Change Data Capture Engine and Kusto Query
The Change Data Capture (CDC) Engine provides scalable detection and processing of data changes that trigger lifecycle events in EmpowerID's identity lifecycle automation. Rather than manually coding change detection logic for each workflow event, the CDC Engine leverages SQL Server's native Change Data Capture capabilities combined with Azure Log Analytics and Kusto Query Language to automatically track, analyze, and respond to identity attribute changes.
This architecture enables EmpowerID to detect complex lifecycle events—such as mover events triggered by multiple attribute changes within specific timeframes—without requiring custom code for each scenario.
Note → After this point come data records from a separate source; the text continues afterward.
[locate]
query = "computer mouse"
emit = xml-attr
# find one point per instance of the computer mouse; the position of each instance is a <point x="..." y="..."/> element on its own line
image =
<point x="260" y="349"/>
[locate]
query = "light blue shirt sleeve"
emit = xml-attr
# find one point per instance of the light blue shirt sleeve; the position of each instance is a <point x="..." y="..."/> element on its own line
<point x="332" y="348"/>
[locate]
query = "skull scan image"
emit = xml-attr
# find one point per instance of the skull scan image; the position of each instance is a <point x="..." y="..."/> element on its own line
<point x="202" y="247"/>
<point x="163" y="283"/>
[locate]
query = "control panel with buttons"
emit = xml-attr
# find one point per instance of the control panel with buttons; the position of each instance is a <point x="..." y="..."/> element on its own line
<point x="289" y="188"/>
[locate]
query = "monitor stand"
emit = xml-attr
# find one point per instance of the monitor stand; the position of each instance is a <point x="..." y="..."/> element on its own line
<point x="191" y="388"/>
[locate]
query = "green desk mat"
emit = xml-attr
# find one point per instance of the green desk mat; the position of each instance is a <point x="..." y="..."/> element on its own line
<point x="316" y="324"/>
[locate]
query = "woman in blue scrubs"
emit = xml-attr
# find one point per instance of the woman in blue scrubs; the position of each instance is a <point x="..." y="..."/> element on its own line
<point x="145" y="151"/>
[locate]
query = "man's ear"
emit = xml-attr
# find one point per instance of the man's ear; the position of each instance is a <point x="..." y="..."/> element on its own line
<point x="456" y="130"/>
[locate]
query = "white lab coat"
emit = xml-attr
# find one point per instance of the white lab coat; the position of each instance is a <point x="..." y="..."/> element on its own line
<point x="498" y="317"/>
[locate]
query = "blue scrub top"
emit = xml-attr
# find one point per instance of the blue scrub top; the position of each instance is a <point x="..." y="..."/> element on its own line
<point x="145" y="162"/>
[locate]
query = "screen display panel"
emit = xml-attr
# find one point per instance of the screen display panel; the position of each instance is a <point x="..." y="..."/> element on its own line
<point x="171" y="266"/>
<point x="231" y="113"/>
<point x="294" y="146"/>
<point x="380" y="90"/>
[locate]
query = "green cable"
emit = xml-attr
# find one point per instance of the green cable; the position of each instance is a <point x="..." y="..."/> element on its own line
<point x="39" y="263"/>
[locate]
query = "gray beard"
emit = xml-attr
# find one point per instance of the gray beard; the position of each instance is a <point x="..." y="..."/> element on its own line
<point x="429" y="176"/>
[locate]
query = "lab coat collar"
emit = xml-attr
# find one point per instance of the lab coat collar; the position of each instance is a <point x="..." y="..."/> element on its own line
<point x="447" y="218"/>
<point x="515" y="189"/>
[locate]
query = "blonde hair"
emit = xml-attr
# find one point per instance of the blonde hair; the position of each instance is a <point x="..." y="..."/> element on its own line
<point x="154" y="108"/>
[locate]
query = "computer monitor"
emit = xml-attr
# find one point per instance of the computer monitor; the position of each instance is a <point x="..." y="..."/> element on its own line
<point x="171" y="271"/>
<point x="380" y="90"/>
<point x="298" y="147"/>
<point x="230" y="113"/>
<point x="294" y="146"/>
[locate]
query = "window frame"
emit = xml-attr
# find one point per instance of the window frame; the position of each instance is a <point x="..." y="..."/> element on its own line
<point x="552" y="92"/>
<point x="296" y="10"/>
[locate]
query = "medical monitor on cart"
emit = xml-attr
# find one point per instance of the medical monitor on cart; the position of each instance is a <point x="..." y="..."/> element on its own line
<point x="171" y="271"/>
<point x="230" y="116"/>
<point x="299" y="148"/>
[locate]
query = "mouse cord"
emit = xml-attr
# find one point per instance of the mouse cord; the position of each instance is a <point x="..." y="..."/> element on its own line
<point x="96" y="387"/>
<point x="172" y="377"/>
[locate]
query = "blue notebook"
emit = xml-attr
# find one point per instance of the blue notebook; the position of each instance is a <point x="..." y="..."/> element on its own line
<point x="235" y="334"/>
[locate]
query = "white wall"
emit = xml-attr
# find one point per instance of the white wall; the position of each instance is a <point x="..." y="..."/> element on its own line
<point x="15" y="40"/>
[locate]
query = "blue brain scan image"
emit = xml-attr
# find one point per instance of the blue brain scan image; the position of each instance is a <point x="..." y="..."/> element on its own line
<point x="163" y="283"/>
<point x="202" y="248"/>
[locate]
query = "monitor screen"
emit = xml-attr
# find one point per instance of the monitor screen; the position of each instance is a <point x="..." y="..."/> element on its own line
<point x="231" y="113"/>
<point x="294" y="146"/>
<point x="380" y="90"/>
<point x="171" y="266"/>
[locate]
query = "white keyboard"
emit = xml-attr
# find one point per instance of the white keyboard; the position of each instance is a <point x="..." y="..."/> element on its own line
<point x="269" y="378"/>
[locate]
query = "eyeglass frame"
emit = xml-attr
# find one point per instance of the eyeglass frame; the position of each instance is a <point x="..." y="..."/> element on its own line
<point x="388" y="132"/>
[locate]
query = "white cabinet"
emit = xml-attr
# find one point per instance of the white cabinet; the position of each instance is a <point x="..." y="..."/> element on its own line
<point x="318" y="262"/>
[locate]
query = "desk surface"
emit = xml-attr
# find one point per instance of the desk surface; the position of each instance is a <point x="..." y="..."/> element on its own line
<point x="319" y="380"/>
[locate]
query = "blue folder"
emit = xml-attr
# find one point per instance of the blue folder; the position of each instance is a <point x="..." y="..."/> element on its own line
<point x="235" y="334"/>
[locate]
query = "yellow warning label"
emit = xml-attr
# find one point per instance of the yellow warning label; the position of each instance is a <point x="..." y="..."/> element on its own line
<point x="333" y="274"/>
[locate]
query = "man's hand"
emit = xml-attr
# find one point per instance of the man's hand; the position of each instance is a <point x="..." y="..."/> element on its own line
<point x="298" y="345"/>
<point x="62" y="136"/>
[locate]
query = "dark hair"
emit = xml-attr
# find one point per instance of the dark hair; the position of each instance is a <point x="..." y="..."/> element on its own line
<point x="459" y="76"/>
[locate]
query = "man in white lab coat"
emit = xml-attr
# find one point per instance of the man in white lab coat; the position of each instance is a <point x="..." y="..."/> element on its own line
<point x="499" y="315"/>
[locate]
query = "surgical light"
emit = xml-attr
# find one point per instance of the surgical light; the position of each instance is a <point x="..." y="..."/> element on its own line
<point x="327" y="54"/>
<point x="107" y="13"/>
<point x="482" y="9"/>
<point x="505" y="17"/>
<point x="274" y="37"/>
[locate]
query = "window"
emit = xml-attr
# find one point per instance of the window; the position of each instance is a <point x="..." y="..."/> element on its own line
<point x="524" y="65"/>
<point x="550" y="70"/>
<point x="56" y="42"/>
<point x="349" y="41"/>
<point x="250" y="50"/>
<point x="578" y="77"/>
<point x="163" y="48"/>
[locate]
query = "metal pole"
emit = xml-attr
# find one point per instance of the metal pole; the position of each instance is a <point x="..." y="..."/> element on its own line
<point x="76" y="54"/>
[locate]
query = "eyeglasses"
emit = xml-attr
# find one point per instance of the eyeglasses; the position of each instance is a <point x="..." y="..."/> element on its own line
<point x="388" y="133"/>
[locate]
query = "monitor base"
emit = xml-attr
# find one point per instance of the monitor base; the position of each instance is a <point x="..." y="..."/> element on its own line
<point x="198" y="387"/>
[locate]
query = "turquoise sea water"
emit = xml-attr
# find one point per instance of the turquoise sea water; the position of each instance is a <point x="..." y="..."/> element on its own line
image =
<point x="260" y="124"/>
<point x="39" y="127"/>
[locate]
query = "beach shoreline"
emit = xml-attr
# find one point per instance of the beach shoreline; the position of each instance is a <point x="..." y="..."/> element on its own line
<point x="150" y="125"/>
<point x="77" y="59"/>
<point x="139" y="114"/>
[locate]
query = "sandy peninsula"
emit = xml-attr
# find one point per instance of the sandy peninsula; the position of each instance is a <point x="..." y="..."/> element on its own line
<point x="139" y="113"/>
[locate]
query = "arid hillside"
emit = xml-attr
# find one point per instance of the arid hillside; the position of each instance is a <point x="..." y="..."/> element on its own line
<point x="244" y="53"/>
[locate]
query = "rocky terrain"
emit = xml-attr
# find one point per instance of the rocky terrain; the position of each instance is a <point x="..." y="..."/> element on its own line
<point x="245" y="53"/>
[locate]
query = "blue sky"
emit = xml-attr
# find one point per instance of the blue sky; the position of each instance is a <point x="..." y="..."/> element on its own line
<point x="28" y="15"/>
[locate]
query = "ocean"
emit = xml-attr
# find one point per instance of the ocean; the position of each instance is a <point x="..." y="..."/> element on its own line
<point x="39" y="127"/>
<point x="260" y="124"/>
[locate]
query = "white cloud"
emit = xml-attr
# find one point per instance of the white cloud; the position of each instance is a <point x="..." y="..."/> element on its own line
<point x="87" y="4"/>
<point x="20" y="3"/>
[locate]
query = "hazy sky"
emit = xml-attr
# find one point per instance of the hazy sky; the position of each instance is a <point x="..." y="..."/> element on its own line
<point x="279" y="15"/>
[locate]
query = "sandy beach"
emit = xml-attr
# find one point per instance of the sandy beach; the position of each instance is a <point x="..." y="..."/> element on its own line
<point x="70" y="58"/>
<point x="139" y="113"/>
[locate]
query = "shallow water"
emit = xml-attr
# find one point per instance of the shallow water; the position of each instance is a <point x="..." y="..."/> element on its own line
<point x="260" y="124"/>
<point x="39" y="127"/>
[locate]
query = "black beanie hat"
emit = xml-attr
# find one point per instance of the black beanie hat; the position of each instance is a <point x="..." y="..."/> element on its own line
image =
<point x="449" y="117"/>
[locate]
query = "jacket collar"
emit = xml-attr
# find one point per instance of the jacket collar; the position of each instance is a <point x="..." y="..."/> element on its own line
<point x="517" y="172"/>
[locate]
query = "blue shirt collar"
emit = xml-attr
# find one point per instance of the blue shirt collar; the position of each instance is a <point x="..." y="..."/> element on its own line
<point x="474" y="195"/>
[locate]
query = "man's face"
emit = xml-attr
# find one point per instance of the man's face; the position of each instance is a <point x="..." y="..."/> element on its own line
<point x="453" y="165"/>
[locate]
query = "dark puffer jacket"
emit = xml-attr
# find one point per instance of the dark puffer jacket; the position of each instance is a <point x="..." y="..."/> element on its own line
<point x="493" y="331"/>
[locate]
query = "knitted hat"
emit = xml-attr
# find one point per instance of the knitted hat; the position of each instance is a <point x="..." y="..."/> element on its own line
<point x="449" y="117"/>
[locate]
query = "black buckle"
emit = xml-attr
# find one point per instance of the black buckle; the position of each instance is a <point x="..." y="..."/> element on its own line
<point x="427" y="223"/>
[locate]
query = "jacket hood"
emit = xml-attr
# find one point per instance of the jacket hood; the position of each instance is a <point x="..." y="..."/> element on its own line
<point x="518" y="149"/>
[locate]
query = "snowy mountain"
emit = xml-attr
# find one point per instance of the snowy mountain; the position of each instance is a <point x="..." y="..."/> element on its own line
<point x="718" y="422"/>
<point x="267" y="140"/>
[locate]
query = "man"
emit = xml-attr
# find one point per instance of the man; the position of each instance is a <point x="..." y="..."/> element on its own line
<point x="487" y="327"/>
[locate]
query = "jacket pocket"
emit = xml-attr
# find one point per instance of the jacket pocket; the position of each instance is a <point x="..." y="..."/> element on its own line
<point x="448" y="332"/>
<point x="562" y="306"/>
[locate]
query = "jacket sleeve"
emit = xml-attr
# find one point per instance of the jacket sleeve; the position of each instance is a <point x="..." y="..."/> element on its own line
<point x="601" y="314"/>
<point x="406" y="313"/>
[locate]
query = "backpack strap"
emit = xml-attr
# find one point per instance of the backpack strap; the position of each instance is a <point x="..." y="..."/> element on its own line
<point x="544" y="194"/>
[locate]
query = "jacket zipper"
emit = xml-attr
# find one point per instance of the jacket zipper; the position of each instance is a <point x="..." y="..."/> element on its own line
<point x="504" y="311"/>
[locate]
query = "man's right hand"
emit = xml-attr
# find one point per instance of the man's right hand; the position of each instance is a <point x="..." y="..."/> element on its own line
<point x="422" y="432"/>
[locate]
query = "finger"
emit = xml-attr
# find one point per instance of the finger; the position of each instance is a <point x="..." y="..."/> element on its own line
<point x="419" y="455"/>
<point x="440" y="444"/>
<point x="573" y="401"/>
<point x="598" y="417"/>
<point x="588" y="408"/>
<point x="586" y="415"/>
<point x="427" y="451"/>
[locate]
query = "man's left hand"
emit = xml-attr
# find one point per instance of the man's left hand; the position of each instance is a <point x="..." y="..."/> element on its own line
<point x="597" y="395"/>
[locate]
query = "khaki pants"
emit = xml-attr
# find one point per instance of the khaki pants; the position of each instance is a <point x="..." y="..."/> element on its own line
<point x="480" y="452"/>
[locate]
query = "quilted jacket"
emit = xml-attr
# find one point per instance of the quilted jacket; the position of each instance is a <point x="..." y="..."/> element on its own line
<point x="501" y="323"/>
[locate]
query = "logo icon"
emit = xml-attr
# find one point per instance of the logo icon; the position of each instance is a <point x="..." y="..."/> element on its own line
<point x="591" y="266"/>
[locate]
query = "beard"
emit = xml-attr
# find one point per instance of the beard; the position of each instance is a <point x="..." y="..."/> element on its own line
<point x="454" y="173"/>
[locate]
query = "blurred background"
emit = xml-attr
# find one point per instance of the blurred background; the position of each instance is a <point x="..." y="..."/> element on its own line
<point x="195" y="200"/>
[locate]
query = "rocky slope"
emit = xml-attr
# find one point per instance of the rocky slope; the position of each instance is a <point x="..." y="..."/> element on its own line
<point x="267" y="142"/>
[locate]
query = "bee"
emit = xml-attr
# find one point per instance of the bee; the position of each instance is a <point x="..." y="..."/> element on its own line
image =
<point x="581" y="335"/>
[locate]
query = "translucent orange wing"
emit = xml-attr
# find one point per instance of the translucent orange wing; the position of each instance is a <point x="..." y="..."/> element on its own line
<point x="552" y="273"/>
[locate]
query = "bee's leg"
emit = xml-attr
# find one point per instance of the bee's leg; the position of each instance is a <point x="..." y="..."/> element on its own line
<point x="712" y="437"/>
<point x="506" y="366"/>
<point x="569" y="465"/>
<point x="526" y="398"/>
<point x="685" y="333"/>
The Challenge of Capturing Data Changes
EmpowerID's event engine enables users to create and configure various flow events for joiners, movers, new mailbox discoveries, and security breach events without coding. After defining these events, the engine evaluates them against established policies to determine appropriate workflows to execute in response. During these workflows, data changes occur throughout the Identity Warehouse, and capturing exactly what changed presents significant challenges:
Complexity of Event Detection
- Some events cannot be mapped through simple rule-based processes
- A "mover" event might occur when two out of three attributes (manager, department, or job title) change within 24 hours
- Different organizations define lifecycle events differently based on their business requirements
- Writing custom code for each event type is neither scalable nor maintainable
Scale and Performance Requirements
- EmpowerID manages thousands of identity changes across large organizations
- Real-time or near-real-time detection is required for security and compliance
- Change tracking must not impact transactional performance of the Identity Warehouse
- Historical change data must be retained for audit and compliance purposes
The CDC Engine Solution
EmpowerID addresses these challenges by implementing a scalable Change Data Capture solution that:
- Applies CDC selectively to specific tables and attributes in the Identity Warehouse
- Generates comprehensive changelogs of all modifications automatically
- Transmits change data to Azure Log Analytics for advanced querying
- Leverages Kusto Query Language for flexible event detection logic
- Triggers workflows when specific change patterns are identified
This approach eliminates the need for manual coding of change detection logic while providing the flexibility to define complex event criteria through queries rather than code.
Architecture Components
The CDC Engine consists of several integrated Azure and SQL Server components working together to detect and process identity changes:
EmpowerID Identity Warehouse
The Identity Warehouse is hosted in Azure SQL Database and serves as the central repository for identity data. When CDC is enabled on specific tables, SQL Server automatically creates:
- CDC History Tables - Named with "_CT" (Change Tracking) suffix, these tables store all insert, update, and delete operations with metadata columns tracking change type, time, and sequence
- Deleted Records Tables - Store records of deleted entries for audit purposes
- System Functions - Provide queryable interfaces to retrieve changes within specific time ranges or sequence numbers
CDC operates at the database level and requires minimal configuration once enabled. The feature is available by default in Azure SQL Database.
PowerShell Scripts
PowerShell scripts deployed in Azure Kubernetes Cluster as containers perform the data transformation and transfer functions:
Master Script
- Runs an infinite loop with 5-minute intervals
- Triggers the change streaming script on schedule
- Manages container lifecycle and error recovery
Change Streaming Script (change_streaming_script.ps1)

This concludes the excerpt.